Pertemuan Semalam
Hai, Tuan
Terima kasih untuk pertemuan semalam. Setelah kau mengirimkan pesan singkat, "Tunggu sebentar, kita ngobrol." Adrenalinku meningkat. Menunggumu di peron dengan jantung yang berdegup cepat. Kau tahu rasanya seperti apa?
Seperti sedang menunggu pacar di awal-awal hubungan.
Kau turun dari kereta, menghampiriku dan mengajakku ke tempat yang tidak terlalu ramai.
Kita duduk bersebelahan mengahdap rel kereta.
Ada canggung yang menyelubungi. Saya tersenyum di balik masker dengan kikuk yang kau tidak bisa melihatnya.
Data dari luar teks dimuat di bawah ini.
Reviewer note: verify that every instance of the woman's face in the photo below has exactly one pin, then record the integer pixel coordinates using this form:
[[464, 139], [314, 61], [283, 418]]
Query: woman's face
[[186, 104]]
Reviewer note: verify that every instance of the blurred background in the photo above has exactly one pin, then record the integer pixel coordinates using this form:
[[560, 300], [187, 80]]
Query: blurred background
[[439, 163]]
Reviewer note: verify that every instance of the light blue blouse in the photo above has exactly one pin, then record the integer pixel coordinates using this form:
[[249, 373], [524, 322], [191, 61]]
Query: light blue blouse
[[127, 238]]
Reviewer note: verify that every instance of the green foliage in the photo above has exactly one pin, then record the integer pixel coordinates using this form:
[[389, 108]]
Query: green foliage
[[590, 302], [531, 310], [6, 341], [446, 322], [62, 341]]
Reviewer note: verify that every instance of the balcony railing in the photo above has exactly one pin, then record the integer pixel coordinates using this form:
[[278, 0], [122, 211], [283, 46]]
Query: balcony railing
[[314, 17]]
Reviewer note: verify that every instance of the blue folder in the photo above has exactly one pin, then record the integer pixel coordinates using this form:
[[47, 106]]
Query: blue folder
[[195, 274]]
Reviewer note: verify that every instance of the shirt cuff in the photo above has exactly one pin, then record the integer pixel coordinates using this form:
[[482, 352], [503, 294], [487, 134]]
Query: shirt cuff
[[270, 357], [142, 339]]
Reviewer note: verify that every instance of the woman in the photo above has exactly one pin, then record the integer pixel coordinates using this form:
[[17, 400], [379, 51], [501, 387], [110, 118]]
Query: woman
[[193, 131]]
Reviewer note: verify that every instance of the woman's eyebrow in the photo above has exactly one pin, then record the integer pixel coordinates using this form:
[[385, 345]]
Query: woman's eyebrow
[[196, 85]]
Hanya kerut mata yang membuktikan bahwa saya sedang tersenyum.
"Jangan gila dulu." Itu kalimat pertama yang kau keluarkan tadi malam.
Saya tergagap seperti orang yang sedang tertangkap basah.
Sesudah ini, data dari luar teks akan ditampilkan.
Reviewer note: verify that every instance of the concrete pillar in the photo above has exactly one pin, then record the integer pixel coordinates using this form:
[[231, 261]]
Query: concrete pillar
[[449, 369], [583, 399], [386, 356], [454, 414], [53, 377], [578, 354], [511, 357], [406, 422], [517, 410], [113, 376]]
Tuan, kerut di ujung matamu mengalihkan perhatian saya. Ternyata, kau sudah semakin tua. Tapi, apakah kau semakin bahagia?
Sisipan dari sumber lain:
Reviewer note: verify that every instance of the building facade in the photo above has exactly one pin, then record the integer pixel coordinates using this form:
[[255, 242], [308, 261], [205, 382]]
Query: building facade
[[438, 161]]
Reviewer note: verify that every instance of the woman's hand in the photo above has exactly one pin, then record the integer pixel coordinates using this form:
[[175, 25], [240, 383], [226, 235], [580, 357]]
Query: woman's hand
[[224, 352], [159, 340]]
"Loh, gimana?" tanyamu lagi dengan senyum.
Kau tahu tuan, bukan saya tidak mau menjawab, hanya saja lidah saya kelu, kata-kata yang suda saya siapkan ketika menunggu tuan, semuanya hilang menjadi serpihan di udara.
Bahkan, ketika saya berencana mengatakan, terima kasih telah membersamai di masa kelabu. Itu hanya berputar di kepala saya.
Semalam, saya menikmati cerita-cerita tuan. Pekerjaan yang sudah lama tidak saya lakukan.
Tuan banyak berubah. Membuat obrolan semalam lebih dalam. Tidak melulu tentang mimpi-mimpi tuan yang tidak berpijak.
Pada akhirnya kereta terakhir akan memasuki stasiun.
"Terima kasih sudah menjadi anak baik," katamu, tepat ketika kereta terakhir berhenti di depan kita.